On Social Media and Photo Sharing

Social Media Is A Good Thing For Artists

I believe that social media websites and other photo sharing sites are one of the most important developments for photographers and other artists to show and market their work, and also for those who love photography. Most professional photographers today rely on social media to advertise their work and services. Many depend more on social media websites to sell their services and work than dedicated professional or personal websites.

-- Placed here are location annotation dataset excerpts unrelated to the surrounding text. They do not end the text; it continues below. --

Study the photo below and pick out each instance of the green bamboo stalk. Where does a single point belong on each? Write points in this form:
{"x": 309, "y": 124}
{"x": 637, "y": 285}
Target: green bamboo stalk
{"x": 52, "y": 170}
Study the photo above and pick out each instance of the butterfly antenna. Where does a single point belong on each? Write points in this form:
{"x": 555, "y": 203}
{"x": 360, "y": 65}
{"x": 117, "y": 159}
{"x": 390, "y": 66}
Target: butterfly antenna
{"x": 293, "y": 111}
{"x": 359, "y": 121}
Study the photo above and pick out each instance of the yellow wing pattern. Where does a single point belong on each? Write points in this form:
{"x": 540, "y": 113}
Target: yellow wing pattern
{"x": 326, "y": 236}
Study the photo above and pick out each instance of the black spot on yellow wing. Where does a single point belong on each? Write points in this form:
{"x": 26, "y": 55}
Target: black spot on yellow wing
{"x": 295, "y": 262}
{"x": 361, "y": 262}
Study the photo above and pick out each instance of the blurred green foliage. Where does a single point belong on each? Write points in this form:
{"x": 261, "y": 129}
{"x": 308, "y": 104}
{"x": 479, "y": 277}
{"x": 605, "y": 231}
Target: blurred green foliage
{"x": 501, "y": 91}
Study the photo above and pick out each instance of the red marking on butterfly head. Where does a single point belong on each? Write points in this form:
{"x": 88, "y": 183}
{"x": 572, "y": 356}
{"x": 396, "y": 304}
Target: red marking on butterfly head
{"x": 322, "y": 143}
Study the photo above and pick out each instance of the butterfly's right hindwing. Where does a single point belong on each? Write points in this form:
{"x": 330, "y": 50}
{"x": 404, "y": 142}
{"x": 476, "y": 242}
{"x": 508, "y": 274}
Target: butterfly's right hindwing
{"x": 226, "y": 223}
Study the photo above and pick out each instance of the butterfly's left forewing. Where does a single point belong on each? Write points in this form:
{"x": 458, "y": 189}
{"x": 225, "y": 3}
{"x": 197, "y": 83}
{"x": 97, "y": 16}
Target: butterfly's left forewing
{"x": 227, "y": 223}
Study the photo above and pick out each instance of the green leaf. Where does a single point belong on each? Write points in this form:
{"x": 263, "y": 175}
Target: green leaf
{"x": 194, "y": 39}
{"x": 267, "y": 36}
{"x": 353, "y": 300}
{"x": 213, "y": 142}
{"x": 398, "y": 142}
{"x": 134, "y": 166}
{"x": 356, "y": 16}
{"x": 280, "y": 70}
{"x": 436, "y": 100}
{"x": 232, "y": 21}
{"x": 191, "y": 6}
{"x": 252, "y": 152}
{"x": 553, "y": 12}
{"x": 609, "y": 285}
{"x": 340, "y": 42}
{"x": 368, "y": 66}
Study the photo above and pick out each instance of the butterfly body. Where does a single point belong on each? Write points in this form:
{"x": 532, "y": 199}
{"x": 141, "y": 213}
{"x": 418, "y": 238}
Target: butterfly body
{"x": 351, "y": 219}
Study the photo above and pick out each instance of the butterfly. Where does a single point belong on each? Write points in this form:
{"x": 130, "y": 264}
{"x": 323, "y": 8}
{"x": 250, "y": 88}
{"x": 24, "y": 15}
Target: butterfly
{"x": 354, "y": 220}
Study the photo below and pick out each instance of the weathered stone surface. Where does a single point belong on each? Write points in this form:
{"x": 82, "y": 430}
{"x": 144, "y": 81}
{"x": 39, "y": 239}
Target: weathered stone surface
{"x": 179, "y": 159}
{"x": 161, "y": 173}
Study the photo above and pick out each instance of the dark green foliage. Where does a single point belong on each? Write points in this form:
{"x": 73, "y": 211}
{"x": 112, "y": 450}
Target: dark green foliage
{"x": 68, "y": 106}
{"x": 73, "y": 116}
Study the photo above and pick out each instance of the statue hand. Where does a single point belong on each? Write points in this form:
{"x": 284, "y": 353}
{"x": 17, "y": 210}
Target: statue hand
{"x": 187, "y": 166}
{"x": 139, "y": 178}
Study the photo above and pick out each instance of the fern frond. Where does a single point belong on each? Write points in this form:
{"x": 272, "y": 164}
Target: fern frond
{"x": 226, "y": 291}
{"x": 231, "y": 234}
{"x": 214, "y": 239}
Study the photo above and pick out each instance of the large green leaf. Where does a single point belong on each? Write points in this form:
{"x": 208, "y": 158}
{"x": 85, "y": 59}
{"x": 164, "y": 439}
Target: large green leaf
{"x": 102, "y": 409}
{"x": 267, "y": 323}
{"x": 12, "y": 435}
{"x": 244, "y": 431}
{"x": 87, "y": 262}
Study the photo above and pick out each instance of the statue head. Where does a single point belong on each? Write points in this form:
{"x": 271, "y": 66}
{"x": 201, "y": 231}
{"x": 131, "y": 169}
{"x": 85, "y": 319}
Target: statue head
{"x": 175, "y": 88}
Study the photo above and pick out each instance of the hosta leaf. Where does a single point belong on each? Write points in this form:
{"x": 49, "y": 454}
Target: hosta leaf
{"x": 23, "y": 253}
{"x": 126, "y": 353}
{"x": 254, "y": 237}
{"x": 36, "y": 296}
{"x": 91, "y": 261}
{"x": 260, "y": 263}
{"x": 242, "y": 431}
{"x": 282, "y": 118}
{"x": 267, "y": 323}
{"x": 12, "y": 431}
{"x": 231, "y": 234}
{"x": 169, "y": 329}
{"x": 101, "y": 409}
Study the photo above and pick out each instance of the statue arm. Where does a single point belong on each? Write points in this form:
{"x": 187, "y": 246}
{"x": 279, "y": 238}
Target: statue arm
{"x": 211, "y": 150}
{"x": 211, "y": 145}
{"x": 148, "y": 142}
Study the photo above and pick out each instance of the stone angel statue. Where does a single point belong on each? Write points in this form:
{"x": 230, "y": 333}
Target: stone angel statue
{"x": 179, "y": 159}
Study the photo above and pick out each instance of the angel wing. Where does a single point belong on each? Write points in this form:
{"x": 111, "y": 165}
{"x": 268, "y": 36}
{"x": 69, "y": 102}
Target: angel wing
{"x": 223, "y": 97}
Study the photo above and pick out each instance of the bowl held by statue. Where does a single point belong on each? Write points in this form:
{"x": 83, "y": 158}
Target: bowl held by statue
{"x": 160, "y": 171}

Twenty-five years ago, if an unpublished photographer (not published in magazines and books) wanted to show their work to a larger audience, it usually meant having a gallery show and printing and mailing out as many post cards as possible. If three-hundred people attended the gallery opening, that was a good turnout (and probably one thousand post cards mailed out to known addresses!). With a well executed social media plan, that number can quickly grow into the thousands or even millions of followers and fans. (Annie Leibovitz’s Facebook page has over 745,000 followers at the time of this writing.)

Please Link To My Site, Don’t Upload My Photos

You are more than welcome to link a photo from one of my pages or link to the entire page to any social media site you like. I will be extremely flattered by the gesture and will be eternally grateful forever and ever. When you download a photo from my website, however, and then upload to a new post on Facebook, the image is then controlled by Facebook and not me, and quite often I don’t get credit. According to Facebook, I still “own” the rights to my image although I no longer have any control over the file.

Here’s Facebook’s policy on image rights and ownership. Not an easy read for most people (including me), but luckily I have good lawyer friends.

facebook.com/legal/terms

So, would you send in your grandmother’s famous prize winning top secret cookie recipe to McDonald’s to use for free so they can make millions and millions? I sure hope not.

Same thing applies here. While I’ve never seen my work in a McDonald’s ad campaign, I have seen my work ‘lifted’ (stolen) and used on other commercial websites for money making ventures – and without my permission or due compensation. A lot of my work is personal too.

Social media websites are incredibly important for artists of all types and they are here to stay. Social media sites have enabled artists of all kinds to publish their own work when they want, how they want and where they want and to the largest possible audience in human history.

I just ask that if you are interested in posting and sharing my work, please do so respectfully and responsibly.